# Where do you buy your music?



## zootMutant (Jun 24, 2018)

The last thread I see with this title was from 8 years ago. A lot can happen in 8 years: streaming, for one.

Do you purchase your music as CDs? Digital format for downloading? On-line streaming? Who do you buy your music from?

Cheers,
zoot


----------



## Guest (Jun 29, 2018)

Most of the music I buy is in the form of tickets to concerts or scores from sheetmusicplus. Streaming on premium online services is also good fun. Sometimes I buy opera DVDs from actual shops, same as CDs, but this isn't how I primarily purchase music.


----------



## Eva Yojimbo (Jan 30, 2016)

It depends. The only physical discs I try to purchase these days are multi-channel SACDs (which are rarely available for download) and occasionally luxurious box sets from my favorite composers/artists. Other than that, I try to buy everything in a digital format and store it on my NAS. There are a variety of online sources for digital purchases; Presto Classical may have the largest selection, but I also buy some from Chandos, HDTracks, and Pristine Classical. For stuff that's not available for download purchase, I'll usually buy the discs, rip them, and then resell the discs at a loss (so I'm still paying for the content).


----------



## mbhaub (Dec 2, 2016)

I only buy physical cds. So many people say the cd is dead, but not in the classical area. I have no interest in downloading. My cd collection is vast and should cd production completely cease, no worry here. My only concern is having a player to put them it. Getting a decent cd player these days is a problem.

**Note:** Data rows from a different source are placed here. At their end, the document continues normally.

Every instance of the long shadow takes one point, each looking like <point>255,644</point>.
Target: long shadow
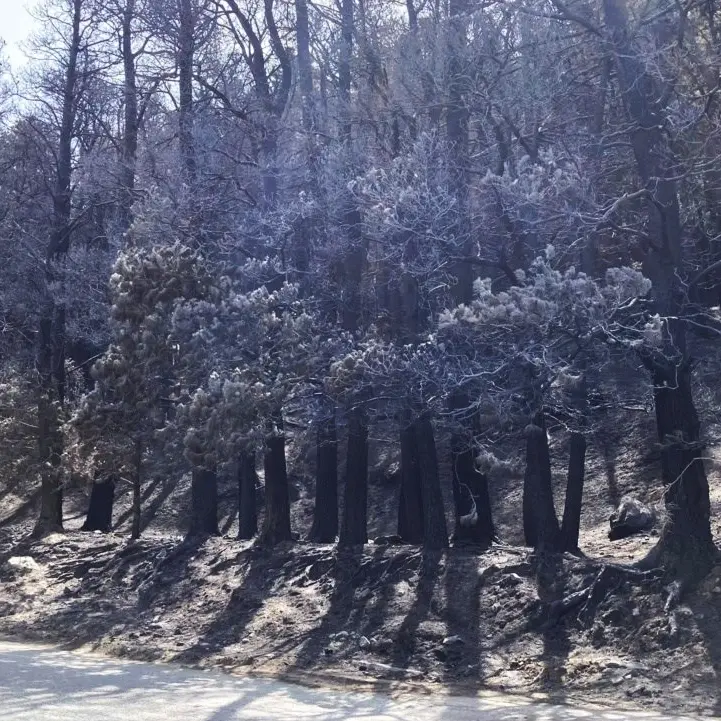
<point>710,629</point>
<point>463,619</point>
<point>407,636</point>
<point>245,601</point>
<point>147,491</point>
<point>556,642</point>
<point>346,569</point>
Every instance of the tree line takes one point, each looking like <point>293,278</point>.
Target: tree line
<point>222,218</point>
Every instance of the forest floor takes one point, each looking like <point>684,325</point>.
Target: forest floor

Where do I buy? Amazon, Berkshire Record Outlet, Pristine, jpc (Germany) and Arkivmusic. And more and more, Ebay. For new classical releases, the best source by far is Records International out of Tucson. They get new, rare music that you can't easily find anywhere else.

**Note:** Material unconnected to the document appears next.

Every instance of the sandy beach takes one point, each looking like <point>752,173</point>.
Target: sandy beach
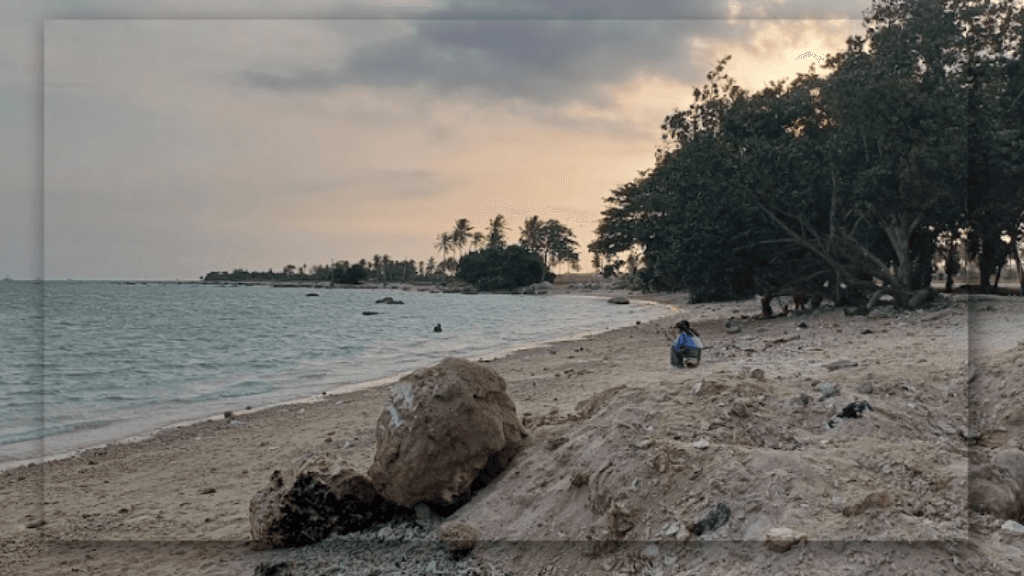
<point>749,426</point>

Used book stores also seem to carry some classical, but rarely do I find anything worth taking.


----------



## Phil loves classical (Feb 8, 2017)

Physical CD's from Amazon, Discogs, and third party sellers. Beats the stores here in price and selection. A lot stingier now with a bigger collection, and I don't regret buying the CD's I choose to buy, now with Spotify to filter through. Used to be hit or miss, with only a biased record /cd buying guide. I noticed they don't even sell these guides in the bookstores I go to anymore.


----------



## SixFootScowl (Oct 17, 2011)

Mostly Amazon and Ebay, but also Dearborn Music (real brick and mortar store), library sales, occasionally elsewhere.


----------



## EddieRUKiddingVarese (Jan 8, 2013)

I buy almost exclusively Vinyl these days and only the odd CD that I can not get in the black stuff............


----------



## senza sordino (Oct 20, 2013)

I buy from a classical music cd shop, the last one in the entire region. I browse, and talk to the people who work there. They order CDs for me too.


----------



## Art Rock (Nov 28, 2009)

Mostly CD's, from internet (jpc, German amazon) and increasingly second-hand from thrift stores for ridiculously low prices.


----------



## Enthusiast (Mar 5, 2016)

When I buy CDs they will most likely be used from Amazon, eBay or Discogs - I generally check out the offers on all three before choosing. I look for the cheapest in at least good condition and avoid certain large sellers (after many bad experiences with them). The prices for used CDs do fluctuate so I sometimes wait for a price fall. I do also occasionally buy downloads if the price is right. But if a download becomes essential to me I will want to replace it with a proper CD. 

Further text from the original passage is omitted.